In January, 1927, Erwin Rudolf met Ralph Greenleaf in New York City to determine the nation’s next pocket billiards champion. Greenleaf had held the title nearly uninterrupted for the previous eight years, having relinquished it only once (in 1925) to Frank Taberski. But 1927 was not to be Greenleaf’s year. Erwin Rudolph came from behind to take the last block of the three-block match by 170 to 77, and the overall match by 450-384.

In January, 1927, two of America’s best players — Ohio’s Erwin Rudolph and Chicago’s Ralph Greenleaf—met in New York City to determine who would become pocket billiards next champion. Greenleaf had held the title uninterrupted for seven years running, relinquished it in 1925 to Frank Taberski, and then quickly regained the crown the following year in Philadelphia. It was in that 1926 tournament that Erwin Rudolph placed second, his highest finish to date. Under the rules then enforced by the sport’s sanctioning body, Rudolph gained with his runner-up status the right to challenge Greenleaf in a one-on-one dual for the title.

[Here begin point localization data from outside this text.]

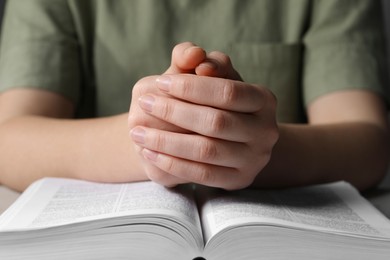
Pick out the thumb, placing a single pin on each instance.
(186, 57)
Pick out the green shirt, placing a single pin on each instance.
(93, 52)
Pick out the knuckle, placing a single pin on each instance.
(166, 111)
(207, 151)
(156, 175)
(169, 166)
(186, 87)
(229, 93)
(204, 175)
(217, 121)
(159, 142)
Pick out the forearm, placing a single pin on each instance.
(92, 149)
(306, 154)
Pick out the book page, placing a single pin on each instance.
(334, 207)
(56, 201)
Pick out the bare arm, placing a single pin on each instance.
(346, 139)
(238, 142)
(38, 139)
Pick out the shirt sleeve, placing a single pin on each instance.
(39, 48)
(344, 48)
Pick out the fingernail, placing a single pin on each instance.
(138, 135)
(146, 102)
(150, 155)
(164, 83)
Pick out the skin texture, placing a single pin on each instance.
(200, 102)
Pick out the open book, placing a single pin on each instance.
(72, 219)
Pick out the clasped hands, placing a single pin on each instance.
(200, 123)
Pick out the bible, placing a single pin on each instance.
(59, 218)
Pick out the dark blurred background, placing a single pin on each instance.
(386, 12)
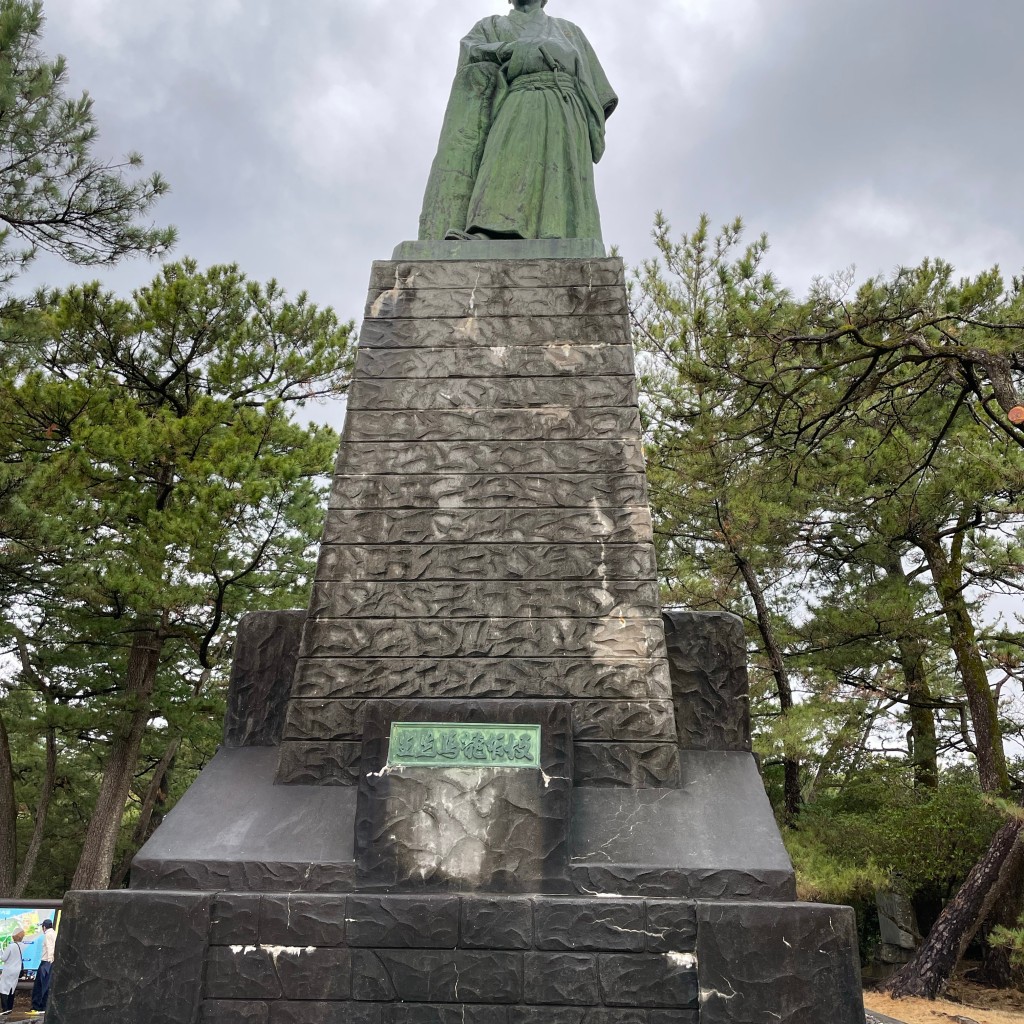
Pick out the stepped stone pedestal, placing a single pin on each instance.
(482, 778)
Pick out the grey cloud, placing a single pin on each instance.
(297, 138)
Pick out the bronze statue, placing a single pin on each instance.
(522, 131)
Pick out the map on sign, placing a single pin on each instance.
(433, 744)
(31, 922)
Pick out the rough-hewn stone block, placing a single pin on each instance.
(403, 922)
(561, 979)
(791, 962)
(708, 665)
(242, 973)
(266, 648)
(649, 980)
(589, 925)
(132, 956)
(505, 360)
(603, 638)
(572, 491)
(318, 764)
(305, 1012)
(636, 765)
(492, 458)
(500, 923)
(492, 393)
(505, 598)
(314, 974)
(477, 678)
(233, 1012)
(429, 976)
(469, 562)
(672, 926)
(625, 721)
(302, 921)
(451, 303)
(497, 424)
(497, 273)
(235, 920)
(471, 332)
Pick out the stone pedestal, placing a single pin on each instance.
(487, 560)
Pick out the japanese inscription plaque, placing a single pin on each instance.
(432, 744)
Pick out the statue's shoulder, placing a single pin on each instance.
(489, 24)
(566, 26)
(568, 29)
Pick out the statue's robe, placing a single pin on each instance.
(520, 139)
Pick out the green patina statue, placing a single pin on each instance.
(523, 129)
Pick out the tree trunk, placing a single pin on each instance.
(8, 815)
(929, 971)
(921, 705)
(1007, 900)
(922, 710)
(155, 795)
(42, 809)
(948, 583)
(792, 794)
(94, 865)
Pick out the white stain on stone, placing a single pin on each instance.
(686, 961)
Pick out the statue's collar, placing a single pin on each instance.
(527, 15)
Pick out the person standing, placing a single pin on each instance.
(11, 961)
(41, 989)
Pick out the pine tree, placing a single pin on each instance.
(55, 195)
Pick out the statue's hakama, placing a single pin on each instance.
(520, 137)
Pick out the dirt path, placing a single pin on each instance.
(923, 1012)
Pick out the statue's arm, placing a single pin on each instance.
(602, 87)
(483, 46)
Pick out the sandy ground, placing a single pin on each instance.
(940, 1012)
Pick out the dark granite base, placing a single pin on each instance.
(236, 829)
(502, 250)
(173, 958)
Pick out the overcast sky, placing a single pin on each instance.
(297, 137)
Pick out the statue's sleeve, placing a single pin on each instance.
(602, 87)
(478, 88)
(600, 97)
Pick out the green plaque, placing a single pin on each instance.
(434, 744)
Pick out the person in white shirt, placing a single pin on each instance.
(41, 990)
(10, 971)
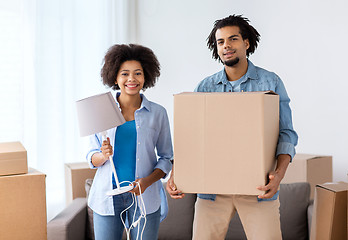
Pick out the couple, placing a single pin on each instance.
(131, 68)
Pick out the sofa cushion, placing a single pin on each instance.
(178, 223)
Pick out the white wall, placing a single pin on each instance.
(304, 42)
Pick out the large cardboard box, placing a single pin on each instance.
(23, 206)
(330, 212)
(314, 169)
(224, 143)
(75, 177)
(13, 158)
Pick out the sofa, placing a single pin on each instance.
(75, 222)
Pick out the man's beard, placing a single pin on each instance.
(232, 62)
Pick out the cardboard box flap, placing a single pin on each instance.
(334, 187)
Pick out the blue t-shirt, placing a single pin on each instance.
(125, 153)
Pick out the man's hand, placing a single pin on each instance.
(275, 177)
(172, 190)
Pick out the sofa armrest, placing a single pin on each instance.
(309, 216)
(70, 224)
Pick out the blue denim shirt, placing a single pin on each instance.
(258, 79)
(153, 133)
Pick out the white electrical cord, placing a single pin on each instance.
(142, 213)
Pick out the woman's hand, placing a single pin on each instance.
(145, 182)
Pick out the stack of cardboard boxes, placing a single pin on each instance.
(22, 196)
(224, 143)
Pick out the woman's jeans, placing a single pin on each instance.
(111, 227)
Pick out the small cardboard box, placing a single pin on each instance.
(314, 169)
(224, 143)
(330, 212)
(75, 177)
(23, 206)
(13, 158)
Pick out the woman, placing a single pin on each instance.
(130, 69)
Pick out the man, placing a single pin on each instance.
(231, 41)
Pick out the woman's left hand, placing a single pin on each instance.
(143, 182)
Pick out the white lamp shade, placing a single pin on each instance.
(98, 113)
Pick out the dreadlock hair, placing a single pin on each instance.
(246, 30)
(120, 53)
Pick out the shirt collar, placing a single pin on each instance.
(250, 74)
(144, 102)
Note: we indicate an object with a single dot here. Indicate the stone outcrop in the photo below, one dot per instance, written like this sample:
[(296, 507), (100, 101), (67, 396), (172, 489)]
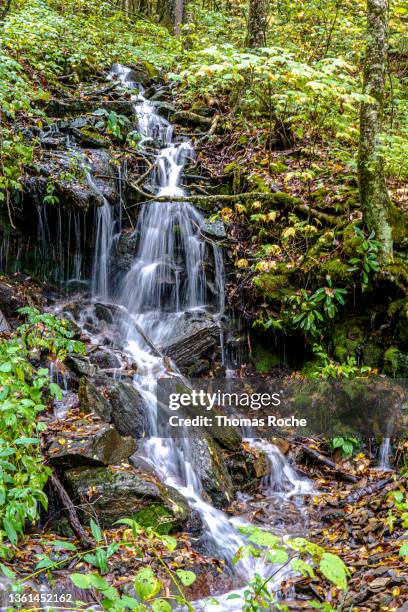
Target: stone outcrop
[(113, 494)]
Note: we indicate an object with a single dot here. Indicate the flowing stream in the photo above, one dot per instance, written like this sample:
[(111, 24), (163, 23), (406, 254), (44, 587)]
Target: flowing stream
[(168, 282)]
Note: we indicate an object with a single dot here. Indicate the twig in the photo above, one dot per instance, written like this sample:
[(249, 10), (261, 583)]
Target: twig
[(70, 511)]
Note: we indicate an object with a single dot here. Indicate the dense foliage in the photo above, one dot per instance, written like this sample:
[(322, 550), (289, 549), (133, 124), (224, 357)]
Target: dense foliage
[(25, 390)]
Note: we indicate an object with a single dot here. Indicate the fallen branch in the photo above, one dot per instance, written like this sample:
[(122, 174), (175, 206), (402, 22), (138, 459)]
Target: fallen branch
[(70, 511), (190, 117), (319, 458), (354, 496), (279, 199)]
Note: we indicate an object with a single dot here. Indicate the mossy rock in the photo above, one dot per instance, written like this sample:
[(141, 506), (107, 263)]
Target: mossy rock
[(399, 224), (336, 268), (351, 338), (265, 359), (113, 494), (273, 285), (156, 517), (258, 183), (399, 311), (278, 167), (350, 240), (396, 363)]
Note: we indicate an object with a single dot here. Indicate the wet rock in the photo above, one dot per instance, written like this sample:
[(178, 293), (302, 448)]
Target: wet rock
[(165, 109), (214, 229), (208, 463), (66, 108), (282, 444), (4, 326), (116, 494), (396, 363), (106, 312), (90, 138), (93, 400), (194, 349), (125, 251), (92, 445), (105, 358), (81, 365), (127, 409), (10, 301)]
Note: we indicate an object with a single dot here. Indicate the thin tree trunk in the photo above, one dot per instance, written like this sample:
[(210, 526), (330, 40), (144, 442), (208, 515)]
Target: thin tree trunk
[(257, 23), (374, 198), (171, 14)]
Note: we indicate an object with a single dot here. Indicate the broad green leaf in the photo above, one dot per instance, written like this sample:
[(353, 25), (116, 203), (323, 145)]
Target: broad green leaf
[(186, 577), (81, 581), (333, 568), (146, 584)]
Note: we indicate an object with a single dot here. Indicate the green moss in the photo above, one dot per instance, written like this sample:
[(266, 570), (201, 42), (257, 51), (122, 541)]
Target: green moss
[(157, 517), (399, 224), (398, 271), (351, 338), (265, 359), (258, 184), (273, 286), (399, 311), (278, 167), (396, 363), (350, 240), (336, 268)]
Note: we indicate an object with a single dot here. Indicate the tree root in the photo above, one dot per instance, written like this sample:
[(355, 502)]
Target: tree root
[(71, 512), (279, 199), (319, 458), (356, 495)]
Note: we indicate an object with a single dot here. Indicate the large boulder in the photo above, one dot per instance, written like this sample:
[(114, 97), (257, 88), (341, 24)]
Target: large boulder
[(209, 465), (95, 444), (128, 412), (116, 402), (194, 349), (396, 363), (113, 494), (4, 326), (10, 301)]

And hence, New York City, Jan. 19, 1927: a three-day, three-block match for the world title. On one side Ralph Greenleaf, the hard-living young champion. On the other Erwin Rudolph, the clean-cut, obnoxiously non-drinking challenger. Greenleaf was 25. Rudolph a few years older.  The contestants would play at the spacious Dwyer’s Billiard Academy, 39 John Street, playing to 450. The game, as usual, was straight pool.  Erwin Rudolph went into the match as an under-dog but not as a push-over. As one reporter noted:  “Rudolph is one of the most confident players in the pocket billiard game today and with the exception of the champion, Greenleaf, he is said to have no equal at the present time.”

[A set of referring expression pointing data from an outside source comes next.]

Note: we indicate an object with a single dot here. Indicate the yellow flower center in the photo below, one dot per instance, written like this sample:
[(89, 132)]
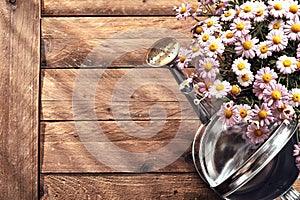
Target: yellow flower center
[(276, 95), (262, 114), (293, 9), (259, 13), (295, 28), (296, 97), (263, 49), (228, 113), (235, 90), (220, 87), (205, 37), (198, 29), (267, 78), (213, 47), (183, 10), (243, 113), (245, 77), (196, 48), (247, 9), (210, 23), (208, 66), (227, 14), (258, 132), (182, 58), (241, 66), (277, 6), (287, 63), (247, 45), (229, 35), (240, 26), (276, 39)]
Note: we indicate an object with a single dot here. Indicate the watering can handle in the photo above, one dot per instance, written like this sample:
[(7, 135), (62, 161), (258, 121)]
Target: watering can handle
[(291, 194)]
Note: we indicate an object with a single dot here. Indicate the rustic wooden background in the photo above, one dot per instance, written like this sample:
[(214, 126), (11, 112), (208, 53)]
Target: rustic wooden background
[(42, 153)]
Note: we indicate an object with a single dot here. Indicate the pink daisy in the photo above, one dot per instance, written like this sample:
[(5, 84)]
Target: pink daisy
[(246, 46), (264, 77), (286, 65), (292, 29), (262, 114), (277, 40), (183, 11), (184, 57), (257, 134), (228, 114), (245, 113), (275, 95)]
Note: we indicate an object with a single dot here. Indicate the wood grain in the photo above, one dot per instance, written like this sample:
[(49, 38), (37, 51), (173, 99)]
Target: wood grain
[(126, 186), (71, 42), (19, 86), (107, 7)]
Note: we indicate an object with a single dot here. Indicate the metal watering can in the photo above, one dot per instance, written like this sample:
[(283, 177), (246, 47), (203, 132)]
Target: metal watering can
[(229, 165)]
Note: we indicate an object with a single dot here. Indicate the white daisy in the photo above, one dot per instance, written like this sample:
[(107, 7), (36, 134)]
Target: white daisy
[(263, 51), (277, 8), (286, 65), (292, 29), (219, 89), (246, 46), (240, 66), (246, 79), (277, 40)]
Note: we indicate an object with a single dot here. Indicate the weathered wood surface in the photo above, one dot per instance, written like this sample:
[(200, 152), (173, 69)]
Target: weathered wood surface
[(126, 186), (19, 75), (70, 42), (107, 7)]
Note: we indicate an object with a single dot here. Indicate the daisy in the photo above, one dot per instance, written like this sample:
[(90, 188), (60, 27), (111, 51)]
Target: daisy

Greenleaf’s title defense did not begin as expected. On the first night he clearly was off his game — “off color,” as some commentators euphemistically describe it — and he fell behind quickly.  The ventilators were either broken or tampered with, raising the packed room’s temperature, despite the season.  Rudolph, a bald man and slender — not handsome like Greenleaf — at one point led by 43. Greenleaf answered with a spirited defense, sinking 43 balls consecutively and eventually evening the tally. But it wasn’t enough and with a flourishing run of 27 he ended Greenleaf’s night. The final score after 25 innings: 158 or Rudolph; 146 for Greenleaf.  “All the people who have said that Rudolph did not have a chance are preparing their alibis in advance,” wrote one commentator.

The defeat made headlines from coast-to-coast.

On the second night, however, Greenleaf started hot and stayed hot. He attacked the table from all sides, firing off long-range straight ins or cut shots, but always with the cue ball settling back precisely into position. The young lion took the second block 161 to 122, bringing the tally to 307 to 280 in his favor.

But 1927 was not to be Greenleaf’s year. Erwin Rudolph came from behind to take the third and final block, and he did so in grand fashion, pocketing more than two balls to every single ball pocketed by Greenleaf. Final score: 450-384. The defeat made headlines from coast-to-coast. Somehow Greenleaf, the greatest player of the age, had been bested.